The article below was published last week in the Financial Post regarding the recent hike of mortgage interest rates.
Bank of Montreal completes the count: All Big Five banks raise five-year rates
With a late-day announcement yesterday, Bank of Montreal became the fifth of Canada's Big Five banks to raise its mortgage rates this week. BMO hiked its five-year fixed-rate closed-term mortgage by 60 basis points to 5.85%, matching increases announced earlier in the day by Canadian Imperial Bank of Commerce, Bank of Nova Scotia, National Bank and Desjardins Group. Royal Bank of Canada, Toronto-Dominion Bank and Laurentian Bank announced on Monday that their benchmark five-year rates would increase to 5.85%. "The era of historically low mortgage rates is coming to an end," said Sal Guatieri, senior economist, BMO Capital Markets.
I beg to differ Sal. At Hamilton Community Credit Union our Five Year Closed mortgage rate is at 4.15%, still near our historic lows.
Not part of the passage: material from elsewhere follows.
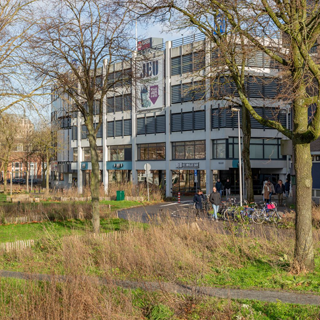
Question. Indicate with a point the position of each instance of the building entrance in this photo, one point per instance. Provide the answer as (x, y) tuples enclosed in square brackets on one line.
[(185, 182)]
That’s a difference of 1.70% from the big 5 banks.
Better yet HCCU is currently offering a promotion on our mortgages. Yes it gets better.
If you apply for a mortgage before June 1st you can take advantage of our introductory interest rate of 1% for the first four months of your 5 year term. After the four months the interest rate will adjust to whatever our 5 year rate is at that time, currently at 4.15%, to a maximum of 4.50%.
Apparently the era of historically low mortgage rates is still alive at HCCU.